Graham will lie down on her belly in the mud to take a picture of a pig, or get eye to eye with a chicken to capture the right perspective for her paintings.

“I just like to draw farm animals.”

With no animals left on her farm near Lacombe, Alta., Graham sneaks into other farmers’ yards to chase chickens around the barnyard or crawl through pastures to get the right photos of hens, cows, pigs and goats.

“With the goats I crawled over a fence and started snapping pictures and got caught.”

Farmers are often bewildered when they find her chasing chickens around their yards.

But the prints of common animals have caught on and Graham now makes a living with her art and by talking to schoolchildren about art and illustration.

Graham said it’s mainly older women with memories of feeding chickens or pigs who buy her prints. Not many men buy pictures of chickens, she added.

For Gwen Hall of Boyle, Alta., who bought a picture of goats at the show, the pictures strike a chord.

“We have goats and this is how they look.
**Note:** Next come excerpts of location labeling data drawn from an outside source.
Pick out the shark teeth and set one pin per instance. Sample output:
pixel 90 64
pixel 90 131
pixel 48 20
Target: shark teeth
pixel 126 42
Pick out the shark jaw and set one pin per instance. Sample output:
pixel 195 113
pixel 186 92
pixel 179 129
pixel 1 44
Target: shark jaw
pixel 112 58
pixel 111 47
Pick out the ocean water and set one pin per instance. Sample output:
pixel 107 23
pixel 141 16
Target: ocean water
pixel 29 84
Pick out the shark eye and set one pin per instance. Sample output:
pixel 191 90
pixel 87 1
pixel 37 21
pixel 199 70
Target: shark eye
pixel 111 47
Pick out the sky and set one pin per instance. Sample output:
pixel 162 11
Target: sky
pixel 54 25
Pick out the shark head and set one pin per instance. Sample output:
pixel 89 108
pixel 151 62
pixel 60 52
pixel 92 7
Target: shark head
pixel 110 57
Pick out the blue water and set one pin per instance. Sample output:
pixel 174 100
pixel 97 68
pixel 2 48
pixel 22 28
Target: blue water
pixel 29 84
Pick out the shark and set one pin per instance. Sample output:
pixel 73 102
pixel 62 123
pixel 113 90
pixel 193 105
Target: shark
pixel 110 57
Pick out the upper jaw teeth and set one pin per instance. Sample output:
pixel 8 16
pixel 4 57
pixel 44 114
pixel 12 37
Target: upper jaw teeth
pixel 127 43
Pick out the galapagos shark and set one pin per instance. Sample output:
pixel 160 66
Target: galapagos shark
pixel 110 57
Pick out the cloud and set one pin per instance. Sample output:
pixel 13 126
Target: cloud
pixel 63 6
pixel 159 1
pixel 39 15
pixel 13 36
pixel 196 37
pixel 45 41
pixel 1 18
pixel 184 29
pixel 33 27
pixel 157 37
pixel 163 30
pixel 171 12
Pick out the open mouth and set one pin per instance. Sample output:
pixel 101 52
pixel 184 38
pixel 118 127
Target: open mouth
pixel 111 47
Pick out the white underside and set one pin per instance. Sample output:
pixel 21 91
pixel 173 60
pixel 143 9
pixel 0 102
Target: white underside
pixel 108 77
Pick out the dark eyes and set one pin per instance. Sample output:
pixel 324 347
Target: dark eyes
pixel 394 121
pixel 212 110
It’s right on,” said Hall, who also has a picture of Herefords swimming in the North Saskatchewan River from one of Graham’s book illustrations.

Once Graham is assigned an illustration contract by a book publisher, it often takes her six months to draw the almost 20 detailed pictures.

She even scours old barnyards for the right tone of faded wood to turn into picture frames for each print.

“I look for colours to go with certain prints,” Graham said.